If you want to characterize the probability and effect with finer gradations, use a scale of, say, 1 through 5 instead of 1 through 3, and follow the same steps.

Establishing a security policy for Linux systems

Using risk analysis and any business requirements that you may have to address (regardless of risk level) as a foundation, you can craft a security policy for the organization. Such a security policy typically addresses high-level objectives such as ensuring the confidentiality, integrity, and availability of data and systems.

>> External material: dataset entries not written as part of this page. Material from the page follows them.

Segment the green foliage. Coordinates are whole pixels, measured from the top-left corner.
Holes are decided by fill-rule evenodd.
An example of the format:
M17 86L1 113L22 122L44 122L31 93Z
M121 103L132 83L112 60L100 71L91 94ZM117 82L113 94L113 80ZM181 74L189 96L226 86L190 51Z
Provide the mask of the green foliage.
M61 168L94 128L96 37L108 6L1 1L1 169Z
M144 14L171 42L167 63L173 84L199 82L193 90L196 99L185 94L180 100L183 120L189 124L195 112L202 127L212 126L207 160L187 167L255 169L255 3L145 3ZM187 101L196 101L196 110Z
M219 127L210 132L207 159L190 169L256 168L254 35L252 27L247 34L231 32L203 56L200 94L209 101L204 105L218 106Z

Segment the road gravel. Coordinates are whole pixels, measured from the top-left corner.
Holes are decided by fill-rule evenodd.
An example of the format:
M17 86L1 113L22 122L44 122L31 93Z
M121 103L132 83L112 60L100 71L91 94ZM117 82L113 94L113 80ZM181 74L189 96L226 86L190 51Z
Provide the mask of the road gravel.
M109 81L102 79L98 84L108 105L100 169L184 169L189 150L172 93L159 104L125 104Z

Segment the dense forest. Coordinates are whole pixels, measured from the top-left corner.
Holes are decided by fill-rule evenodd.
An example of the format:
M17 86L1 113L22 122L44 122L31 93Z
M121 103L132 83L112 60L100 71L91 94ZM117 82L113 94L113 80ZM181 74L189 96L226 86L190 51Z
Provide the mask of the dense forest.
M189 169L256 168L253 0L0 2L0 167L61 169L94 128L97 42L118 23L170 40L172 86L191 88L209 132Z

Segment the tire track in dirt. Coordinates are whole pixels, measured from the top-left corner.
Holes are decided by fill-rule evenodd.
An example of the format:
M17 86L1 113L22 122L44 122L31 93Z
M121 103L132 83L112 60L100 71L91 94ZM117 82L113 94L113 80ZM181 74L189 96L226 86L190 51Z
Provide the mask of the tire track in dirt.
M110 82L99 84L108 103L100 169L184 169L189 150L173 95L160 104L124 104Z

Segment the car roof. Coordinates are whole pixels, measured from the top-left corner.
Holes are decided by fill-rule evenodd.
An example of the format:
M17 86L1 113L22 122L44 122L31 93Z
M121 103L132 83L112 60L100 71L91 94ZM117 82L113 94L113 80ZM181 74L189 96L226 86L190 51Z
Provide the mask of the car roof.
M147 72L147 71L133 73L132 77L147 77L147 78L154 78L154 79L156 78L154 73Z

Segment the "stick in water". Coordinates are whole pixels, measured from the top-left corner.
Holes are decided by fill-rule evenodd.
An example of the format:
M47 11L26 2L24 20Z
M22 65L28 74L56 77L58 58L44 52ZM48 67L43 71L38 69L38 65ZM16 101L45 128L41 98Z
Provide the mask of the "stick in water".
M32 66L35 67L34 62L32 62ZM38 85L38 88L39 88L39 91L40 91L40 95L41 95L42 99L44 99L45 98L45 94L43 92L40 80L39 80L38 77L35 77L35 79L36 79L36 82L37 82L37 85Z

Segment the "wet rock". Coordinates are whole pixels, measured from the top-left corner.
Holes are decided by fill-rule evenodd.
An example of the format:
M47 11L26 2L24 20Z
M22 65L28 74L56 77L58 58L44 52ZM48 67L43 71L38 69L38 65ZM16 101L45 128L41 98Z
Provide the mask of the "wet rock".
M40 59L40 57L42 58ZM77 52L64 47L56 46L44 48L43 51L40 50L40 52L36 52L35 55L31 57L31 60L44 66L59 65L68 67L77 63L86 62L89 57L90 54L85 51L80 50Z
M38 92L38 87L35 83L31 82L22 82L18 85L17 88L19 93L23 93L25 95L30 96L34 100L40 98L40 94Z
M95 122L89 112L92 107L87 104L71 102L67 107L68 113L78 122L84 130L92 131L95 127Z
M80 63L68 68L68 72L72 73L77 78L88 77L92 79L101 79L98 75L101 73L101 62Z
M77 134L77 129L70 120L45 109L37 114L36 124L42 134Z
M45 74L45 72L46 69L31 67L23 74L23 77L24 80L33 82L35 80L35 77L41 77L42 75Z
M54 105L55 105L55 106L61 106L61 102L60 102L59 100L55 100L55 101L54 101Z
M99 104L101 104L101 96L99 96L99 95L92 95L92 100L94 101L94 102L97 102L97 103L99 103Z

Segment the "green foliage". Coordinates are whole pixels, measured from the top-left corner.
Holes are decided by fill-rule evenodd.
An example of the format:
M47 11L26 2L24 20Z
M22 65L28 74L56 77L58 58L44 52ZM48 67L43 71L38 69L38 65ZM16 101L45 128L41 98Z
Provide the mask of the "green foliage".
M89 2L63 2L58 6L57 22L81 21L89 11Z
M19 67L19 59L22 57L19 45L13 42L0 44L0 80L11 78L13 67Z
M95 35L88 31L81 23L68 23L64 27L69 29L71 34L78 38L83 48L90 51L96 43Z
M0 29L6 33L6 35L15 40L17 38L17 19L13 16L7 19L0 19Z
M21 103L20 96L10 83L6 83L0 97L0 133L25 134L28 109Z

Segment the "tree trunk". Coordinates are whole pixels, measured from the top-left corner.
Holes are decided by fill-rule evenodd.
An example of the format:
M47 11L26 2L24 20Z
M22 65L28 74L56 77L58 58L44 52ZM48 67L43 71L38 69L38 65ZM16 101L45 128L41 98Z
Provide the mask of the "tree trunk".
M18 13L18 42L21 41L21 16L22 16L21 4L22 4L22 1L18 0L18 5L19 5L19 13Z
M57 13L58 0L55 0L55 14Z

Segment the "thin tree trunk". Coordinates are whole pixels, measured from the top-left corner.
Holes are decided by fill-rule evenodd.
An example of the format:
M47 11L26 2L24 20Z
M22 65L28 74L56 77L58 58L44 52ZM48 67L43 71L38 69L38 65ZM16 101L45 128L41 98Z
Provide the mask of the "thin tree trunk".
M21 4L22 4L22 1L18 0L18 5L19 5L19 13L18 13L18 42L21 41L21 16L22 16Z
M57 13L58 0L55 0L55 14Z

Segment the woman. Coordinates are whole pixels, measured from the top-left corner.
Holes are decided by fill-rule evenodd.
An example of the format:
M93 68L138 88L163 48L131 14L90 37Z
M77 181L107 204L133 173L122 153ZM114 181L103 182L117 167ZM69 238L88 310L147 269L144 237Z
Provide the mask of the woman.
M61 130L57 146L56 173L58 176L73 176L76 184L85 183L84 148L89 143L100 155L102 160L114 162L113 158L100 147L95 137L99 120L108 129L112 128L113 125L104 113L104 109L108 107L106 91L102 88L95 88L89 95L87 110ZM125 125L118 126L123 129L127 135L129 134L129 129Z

The security policy typically addresses the following areas:

  • Authentication: Examples include what method is used to ensure that a user is the real user, who gets access to the system, the minimum length and complexity of passwords, how often users change passwords, and how long a user can be idle before that user is logged out automatically.
  • Authorization: Examples include what different classes of users can do on the system and who can have the root password.
  • Data protection: Examples include what data must be protected, who has access to the data, and whether encryption is necessary for some data.
  • Internet access: Examples include restrictions on LAN users from accessing the Internet, what Internet services (such as web and Internet Relay Chat) users can access, whether incoming emails and attachments are scanned for viruses, whether the network has a firewall, and whether virtual private networks (VPNs) are used to connect private networks across the Internet.
  • Internet services: Examples include what Internet services are allowed on each Linux system; the existence of any file servers, mail servers, or web servers; what services run on each type of server; and what services, if any, run on Linux systems used as desktop workstations.
  • Security audits: Examples include who tests whether the security is adequate, how often security is tested, and how problems found during security testing are handled.
  • Incident handling: Examples include the procedures for handling any computer security incidents, who must be informed, and what information must be gathered to help with the investigation of incidents.
  • Responsibilities: Examples include who is responsible for maintaining security, who monitors log files and audit trails for signs of unauthorized access, and who maintains the security policy.

Implementing security solutions (mitigation) on a Linux system

After you analyze the risks (vulnerabilities) and develop a security policy, you must select the mitigation approach: how to protect against specific vulnerabilities. You develop an overall security solution based on security policy, business requirements, and available technology. This solution makes use of people, process, and technology, and includes the following:

  • Services (authentication, access control, encryption)
  • Mechanisms (username and password, firewalls)
  • Objects (hardware, software)

Because it’s impossible to protect computer systems from all attacks, solutions identified through the risk management process must support three integral concepts of a holistic security program:

  • Protection: Provide countermeasures such as policies, procedures, and technical solutions to defend against attacks on the assets being protected.
  • Detection: Monitor for potential breakdowns in the protective measures that could result in security breaches.
  • Reaction (response): Respond to detected breaches to thwart attacks before damage occurs; often requires human involvement.

Because absolute protection from attacks is impossible to achieve, a security program that doesn’t incorporate detection and reaction is incomplete.

Managing security on Linux systems

In addition to implementing security solutions, you also need to implement security management measures to continually monitor, detect, and respond to any security incidents.

The combination of the risk analysis, security policy, security solutions, and security management provides the overall security framework. Such a framework helps establish a common level of understanding of security concerns and a common basis for the design and implementation of security solutions.